Today’s Scripture Reading
1 Corinthians 6:6–20
But a believer goes to court against a believer — and before unbelievers at that? In fact, to have lawsuits at all with one another is already a defeat for you. Why not rather be wronged? Why not rather be defrauded? But you yourselves wrong and defraud — and believers at that.
Do you not know that wrongdoers will not inherit the kingdom of God? Do not be deceived! Fornicators, idolaters, adulterers, male prostitutes, sodomites, thieves, the greedy, drunkards, revilers, robbers — none of these will inherit the kingdom of God. And this is what some of you used to be. But you were washed, you were sanctified, you were justified in the name of the Lord Jesus Christ and in the Spirit of our God.
“All things are lawful for me,” but not all things are beneficial. “All things are lawful for me,” but I will not be dominated by anything. “Food is meant for the stomach and the stomach for food,” and God will destroy both one and the other. The body is meant not for fornication but for the Lord, and the Lord for the body. And God raised the Lord and will also raise us by his power. Do you not know that your bodies are members of Christ? Should I therefore take the members of Christ and make them members of a prostitute? Never! Do you not know that whoever is united to a prostitute becomes one body with her? For it is said, “The two shall be one flesh.” But anyone united to the Lord becomes one spirit with him. Shun fornication! Every sin that a person commits is outside the body; but the fornicator sins against the body itself. Or do you not know that your body is a temple of the Holy Spirit within you, which you have from God, and that you are not your own? For you were bought with a price; therefore glorify God in your body. (NRSV)
Reflection
This particular text is definitely not my favorite, since it has been used so often as a weapon to harm and demonize. And yet it is a part of our Holy Scripture, so we will wrestle with it together. First, it is important to remember that this letter is a part of a longer correspondence between Paul and the church in Corinth. In particular, Paul was increasingly concerned that the church was beginning to once again resemble the larger society, with a growing emphasis on the social stratifications of power and privilege. Paul saw divisions beginning to grow wider and deeper within the faith community. And so he used quite a bit of hyperbolic speech to get their attention!
I think what can get lost in this passage is the promise of Paul’s understanding of the gospel. As scholar Charles Campbell has written, “Embodied Christian freedom cannot simply be a negative freedom, freedom from. It has an ... ultimate purpose that shapes it: ‘Glorify God in your body.’ Believers have been set free from the powers of this age and set free for lives that glorify God, both within the community of faith and in embodied human lives.”

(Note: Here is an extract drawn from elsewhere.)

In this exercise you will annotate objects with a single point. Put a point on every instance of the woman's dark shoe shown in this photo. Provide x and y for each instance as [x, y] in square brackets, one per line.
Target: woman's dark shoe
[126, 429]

Furthermore, glorifying God in our embodied human lives also means being in proximity with those whose lives are full of suffering, of oppression, of all the “isms.” For in the midst of all his rhetorical flourish, Paul is sure of one thing: In Christ, we are all new creation. And that means our faith community is also to live as a new creation — one that looks more like God’s household, rather than the world’s household that is still full of the stratifications of power and privilege.
Prayer
Gracious God, please help me to live into the freedom with which you have blessed me. May all I do and say this day indeed glorify you and your claim on this world. Keep making me a new creation day after day. Amen.